Revista Argentina de Sexualidad Humana


Año 17, No. 1 / Octubre 2003

Ana María Fernández


Profesora e Investigadora, Fac. de Psicología
Universidad de Buenos Aires

De la mano del surgimiento de la sociedad industrial, las democracias representativas, el libre mercado y las colonias, la
familia nuclear burguesa y el amor romántico forman parte de la construcción de los modos de subjetivación -tanto
hegemónicos como subordinados- que se desplegaron desde el surgimiento del capitalismo. Es allí, a partir del S. XVIII
que Foucault ubica la formación del dispositivo socio-histórico de la sexualidad. El propio término “sexualidad” apareció
tardíamente a principios del S.XIX según este autor.
En las sociedades occidentales modernas se ha ido conformando una experiencia por la que los individuos iban
reconociéndose sujetos de una “sexualidad”. Pensar la “sexualidad como experiencia de dimensión socio histórica
implica poner en consideración la correlación dentro de una cultura entre los campos de saber que se inauguran al
respecto, los tipos de normatividad que se establecen y las formas de subjetividad que se construyen.
Tomar tal perspectiva implica desmarcarse de los criterios que hacen de las sexualidad una invariable, sea esta biológica
o inconsciente y que por consiguiente han sacado del campo histórico al deseo y al sujeto del deseo Considerar la
sexualidad como una experiencia histórica implica poner bajo análisis los tres ejes que la constituyen: la formación de
saberes que a ella se refieren, los sistemas de poder que regulan su práctica y las formas según las cuales los individuos
pueden y deben reconocerse como sujetos de esa sexualidad.
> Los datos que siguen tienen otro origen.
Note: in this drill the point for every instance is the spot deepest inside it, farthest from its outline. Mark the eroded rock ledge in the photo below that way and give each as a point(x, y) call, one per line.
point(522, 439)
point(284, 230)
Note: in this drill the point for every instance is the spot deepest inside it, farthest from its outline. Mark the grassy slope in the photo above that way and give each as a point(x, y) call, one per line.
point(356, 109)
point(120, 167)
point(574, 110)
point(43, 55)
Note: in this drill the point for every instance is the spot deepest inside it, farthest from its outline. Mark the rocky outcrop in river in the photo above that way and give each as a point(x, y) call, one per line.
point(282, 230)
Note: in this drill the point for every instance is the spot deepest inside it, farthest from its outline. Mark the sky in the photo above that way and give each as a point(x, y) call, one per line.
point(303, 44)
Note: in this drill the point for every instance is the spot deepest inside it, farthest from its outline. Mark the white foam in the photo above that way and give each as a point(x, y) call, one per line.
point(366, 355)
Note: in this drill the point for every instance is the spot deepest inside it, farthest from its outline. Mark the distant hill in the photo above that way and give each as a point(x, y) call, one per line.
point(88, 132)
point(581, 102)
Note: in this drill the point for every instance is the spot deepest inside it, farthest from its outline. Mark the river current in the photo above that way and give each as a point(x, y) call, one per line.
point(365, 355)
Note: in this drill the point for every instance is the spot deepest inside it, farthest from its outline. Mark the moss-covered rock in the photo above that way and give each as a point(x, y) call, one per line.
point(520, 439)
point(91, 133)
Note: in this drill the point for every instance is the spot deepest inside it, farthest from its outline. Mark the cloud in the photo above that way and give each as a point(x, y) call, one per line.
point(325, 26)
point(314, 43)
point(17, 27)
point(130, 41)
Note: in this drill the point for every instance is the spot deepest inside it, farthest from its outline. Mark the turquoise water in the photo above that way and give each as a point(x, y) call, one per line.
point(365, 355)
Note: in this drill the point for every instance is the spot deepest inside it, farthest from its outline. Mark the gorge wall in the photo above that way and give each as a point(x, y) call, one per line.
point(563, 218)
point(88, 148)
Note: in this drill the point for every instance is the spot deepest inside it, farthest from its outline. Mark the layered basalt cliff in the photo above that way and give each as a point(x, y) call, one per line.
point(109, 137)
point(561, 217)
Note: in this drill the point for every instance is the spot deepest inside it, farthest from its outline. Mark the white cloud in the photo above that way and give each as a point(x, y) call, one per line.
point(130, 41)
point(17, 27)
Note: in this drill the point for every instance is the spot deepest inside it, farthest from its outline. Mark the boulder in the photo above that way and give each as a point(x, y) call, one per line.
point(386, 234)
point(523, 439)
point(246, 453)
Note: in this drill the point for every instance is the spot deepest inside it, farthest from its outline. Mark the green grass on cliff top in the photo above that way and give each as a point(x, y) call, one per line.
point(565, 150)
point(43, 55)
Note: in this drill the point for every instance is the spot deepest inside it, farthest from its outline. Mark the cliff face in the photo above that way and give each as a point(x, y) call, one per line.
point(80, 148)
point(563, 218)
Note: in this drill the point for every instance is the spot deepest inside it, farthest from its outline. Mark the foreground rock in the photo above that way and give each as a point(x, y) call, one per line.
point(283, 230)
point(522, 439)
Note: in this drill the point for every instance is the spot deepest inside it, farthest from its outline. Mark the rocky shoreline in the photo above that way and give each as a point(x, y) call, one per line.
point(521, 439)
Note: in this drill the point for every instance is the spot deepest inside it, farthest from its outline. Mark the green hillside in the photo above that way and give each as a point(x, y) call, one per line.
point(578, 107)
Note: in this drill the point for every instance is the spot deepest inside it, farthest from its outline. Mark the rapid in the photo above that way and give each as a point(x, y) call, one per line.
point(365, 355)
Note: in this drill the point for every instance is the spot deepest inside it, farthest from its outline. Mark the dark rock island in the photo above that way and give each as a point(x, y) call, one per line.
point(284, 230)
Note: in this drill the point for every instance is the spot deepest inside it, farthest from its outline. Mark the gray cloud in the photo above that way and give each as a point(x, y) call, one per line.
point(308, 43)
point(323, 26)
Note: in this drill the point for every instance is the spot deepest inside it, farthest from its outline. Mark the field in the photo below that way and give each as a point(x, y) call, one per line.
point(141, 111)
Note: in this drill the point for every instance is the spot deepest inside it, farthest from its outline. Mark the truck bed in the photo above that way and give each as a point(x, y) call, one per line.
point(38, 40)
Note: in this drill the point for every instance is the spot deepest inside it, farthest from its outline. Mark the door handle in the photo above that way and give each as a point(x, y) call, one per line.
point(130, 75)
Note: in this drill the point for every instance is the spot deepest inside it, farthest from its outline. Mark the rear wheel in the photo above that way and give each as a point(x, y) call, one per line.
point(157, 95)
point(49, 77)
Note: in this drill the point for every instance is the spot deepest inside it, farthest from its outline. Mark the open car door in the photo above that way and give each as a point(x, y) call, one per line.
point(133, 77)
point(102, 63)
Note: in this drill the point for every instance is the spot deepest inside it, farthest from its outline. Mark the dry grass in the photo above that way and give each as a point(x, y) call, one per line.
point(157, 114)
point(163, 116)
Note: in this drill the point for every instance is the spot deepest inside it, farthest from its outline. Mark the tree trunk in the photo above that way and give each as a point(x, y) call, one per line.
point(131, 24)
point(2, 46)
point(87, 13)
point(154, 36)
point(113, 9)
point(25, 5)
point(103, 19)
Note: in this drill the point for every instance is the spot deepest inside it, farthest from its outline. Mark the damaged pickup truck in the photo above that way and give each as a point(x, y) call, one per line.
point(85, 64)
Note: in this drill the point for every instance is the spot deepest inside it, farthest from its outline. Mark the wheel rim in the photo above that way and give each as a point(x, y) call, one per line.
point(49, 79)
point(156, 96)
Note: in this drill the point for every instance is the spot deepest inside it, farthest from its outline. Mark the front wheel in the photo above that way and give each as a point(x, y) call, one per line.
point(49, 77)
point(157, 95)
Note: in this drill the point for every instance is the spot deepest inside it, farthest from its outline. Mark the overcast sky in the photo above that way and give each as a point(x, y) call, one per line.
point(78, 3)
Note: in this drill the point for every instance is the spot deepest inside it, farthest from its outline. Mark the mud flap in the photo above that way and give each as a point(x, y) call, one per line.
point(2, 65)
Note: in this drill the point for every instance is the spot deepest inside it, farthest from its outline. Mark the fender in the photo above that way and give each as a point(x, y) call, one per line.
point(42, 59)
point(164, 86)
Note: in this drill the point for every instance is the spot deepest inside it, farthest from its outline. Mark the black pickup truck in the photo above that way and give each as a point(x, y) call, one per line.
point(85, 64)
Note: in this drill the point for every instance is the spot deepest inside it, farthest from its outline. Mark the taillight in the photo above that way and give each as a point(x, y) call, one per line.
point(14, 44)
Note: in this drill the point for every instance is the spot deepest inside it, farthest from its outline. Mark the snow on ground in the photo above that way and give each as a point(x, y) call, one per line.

Supone trabajar con un criterio histórico-genealógico que
permita:
- Des-esencializar normatividades conceptuales y criterios morales.
- Analizar las relaciones entre la producción de saberes sobre la sexualidad y estrategias de los poderes.
- Puntuar en cada momento socio-histórico las características de aquello que se pone en discurso en relación a
prácticas eróticas y placeres.
- Establecer en cada época los criterios de normalidad-anormalidad, moralidad-amoralidad, legalidad-
discriminación, institucionalización-clandestinidad, libre circulación-encierro, operando los modos de
disciplinamiento de una época en relación a las afectaciones eróticas.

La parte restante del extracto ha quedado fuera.